Restaurants in Tower Hamlets claimed over £16m from the government in the summer’s Eat Out to Help Out scheme, the campaign ran from August 3 to August 31 last year.
A total of 506 restaurants, pubs, cafes and other eateries with under 25 branches* in the borough took Chancellor Rishi Sunak up on his incentive scheme to support the hospitality sector.
Eat Out to Help Out, which was designed to give struggling hospitality businesses a financial boost during the pandemic, saw foodies across the country dine out for a fraction of the usual cost.
On average, each outlet in the borough which participated claimed £11,900 from the government.
There were 844,000 meals consumed across Tower Hamlets under the scheme with the average discount per meal coming out at £7.14.
Areas with relatively high discount per meal include Westminster, Manchester, Tower Hamlets, City of Edinburgh and Kensington & Chelsea which are all city-centre areas.
Research from the University of Warwick suggested the scheme may have contributed to between 8% and 17% of newly detected Covid-19 clusters – a claim denied by the Treasury.
At the time, Dr Thiemo Fetzer, who led the research, said: “‘Eat Out to Help Out’ may in the end have been a false economy: one that subsidised the spread of the pandemic into autumn and contributed to the start of the second wave.”

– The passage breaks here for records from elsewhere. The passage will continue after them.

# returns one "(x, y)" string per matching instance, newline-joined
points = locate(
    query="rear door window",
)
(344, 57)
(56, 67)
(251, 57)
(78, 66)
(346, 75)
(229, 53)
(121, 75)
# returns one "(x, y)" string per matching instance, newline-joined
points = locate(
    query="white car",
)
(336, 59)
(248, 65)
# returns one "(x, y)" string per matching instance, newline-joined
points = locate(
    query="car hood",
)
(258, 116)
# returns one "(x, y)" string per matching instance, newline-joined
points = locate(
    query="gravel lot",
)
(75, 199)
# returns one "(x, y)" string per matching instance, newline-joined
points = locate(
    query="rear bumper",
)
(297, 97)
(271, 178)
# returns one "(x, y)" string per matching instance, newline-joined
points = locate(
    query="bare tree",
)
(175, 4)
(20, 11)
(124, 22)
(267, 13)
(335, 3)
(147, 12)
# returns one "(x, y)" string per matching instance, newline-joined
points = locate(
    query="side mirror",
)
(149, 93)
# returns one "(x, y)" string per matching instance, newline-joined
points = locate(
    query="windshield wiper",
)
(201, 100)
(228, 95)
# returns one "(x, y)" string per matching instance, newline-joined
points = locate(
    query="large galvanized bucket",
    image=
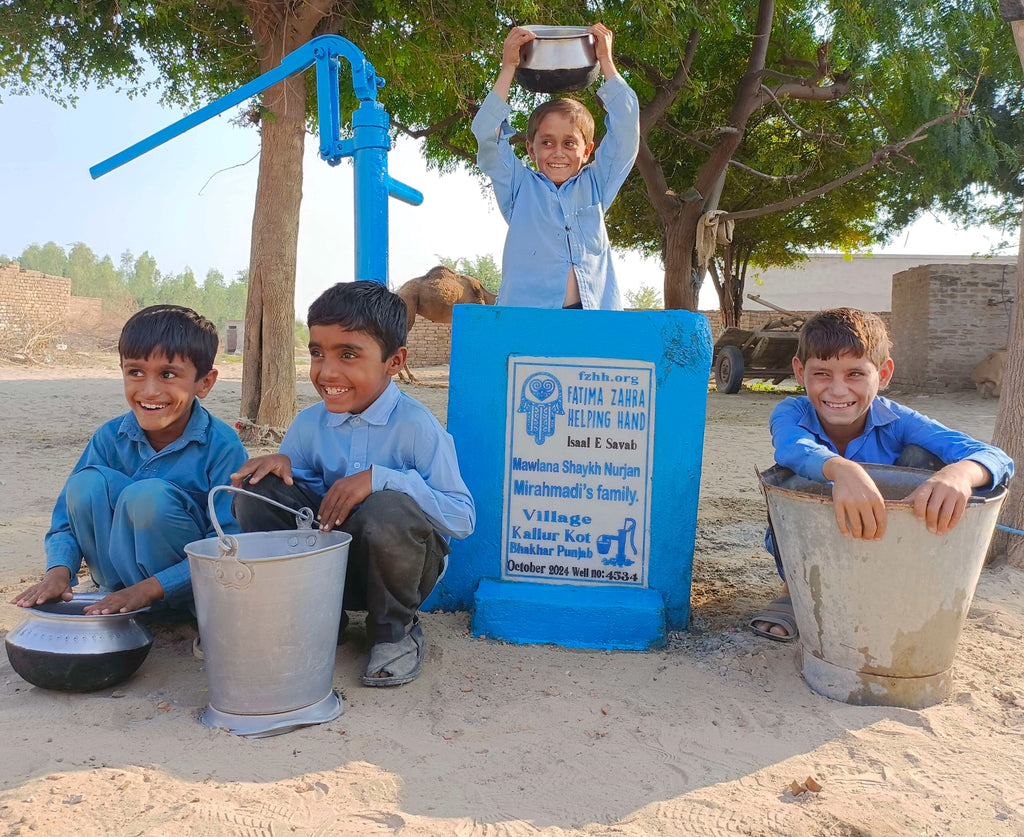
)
(879, 620)
(268, 605)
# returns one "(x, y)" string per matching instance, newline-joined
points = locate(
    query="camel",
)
(433, 295)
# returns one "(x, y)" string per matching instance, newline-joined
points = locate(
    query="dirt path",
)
(702, 738)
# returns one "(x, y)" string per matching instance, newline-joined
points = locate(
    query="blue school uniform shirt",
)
(804, 447)
(551, 228)
(206, 454)
(399, 441)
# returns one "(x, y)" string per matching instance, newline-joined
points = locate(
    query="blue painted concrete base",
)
(536, 613)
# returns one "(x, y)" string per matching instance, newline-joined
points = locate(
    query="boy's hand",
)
(940, 500)
(55, 584)
(259, 466)
(602, 44)
(513, 43)
(343, 496)
(856, 498)
(131, 598)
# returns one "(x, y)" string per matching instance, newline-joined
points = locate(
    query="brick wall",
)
(429, 343)
(31, 301)
(946, 318)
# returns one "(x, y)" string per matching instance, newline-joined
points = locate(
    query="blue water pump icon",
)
(604, 544)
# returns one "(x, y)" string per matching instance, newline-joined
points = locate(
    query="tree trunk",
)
(268, 376)
(268, 372)
(680, 239)
(1010, 428)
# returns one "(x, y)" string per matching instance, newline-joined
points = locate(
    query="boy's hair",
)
(830, 333)
(580, 116)
(175, 330)
(366, 306)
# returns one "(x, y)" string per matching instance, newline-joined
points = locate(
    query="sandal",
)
(396, 663)
(776, 612)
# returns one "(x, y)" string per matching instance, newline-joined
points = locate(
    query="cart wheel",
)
(729, 370)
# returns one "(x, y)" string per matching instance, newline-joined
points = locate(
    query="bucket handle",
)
(229, 571)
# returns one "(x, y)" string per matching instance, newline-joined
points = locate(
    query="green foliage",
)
(482, 268)
(643, 298)
(138, 283)
(887, 68)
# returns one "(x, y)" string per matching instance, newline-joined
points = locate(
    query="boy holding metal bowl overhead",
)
(556, 252)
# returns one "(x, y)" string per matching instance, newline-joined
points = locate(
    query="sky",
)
(189, 202)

Data published by the Treasury now shows areas with the high take up of the scheme also still had the low virus levels between August and October.
The figures show places such as Westminster had very high take-up of Eat Out to Help Out, but very low subsequent Covid cases.
The Treasury said: “These figures confirm that take-up of Eat Out to Help Out does not correlate with incidence of Covid regionally – and indeed where it does the relationship is negative.”
*The figures, released by HM Revenue and Customs only show data from groups with fewer than 25 outlets.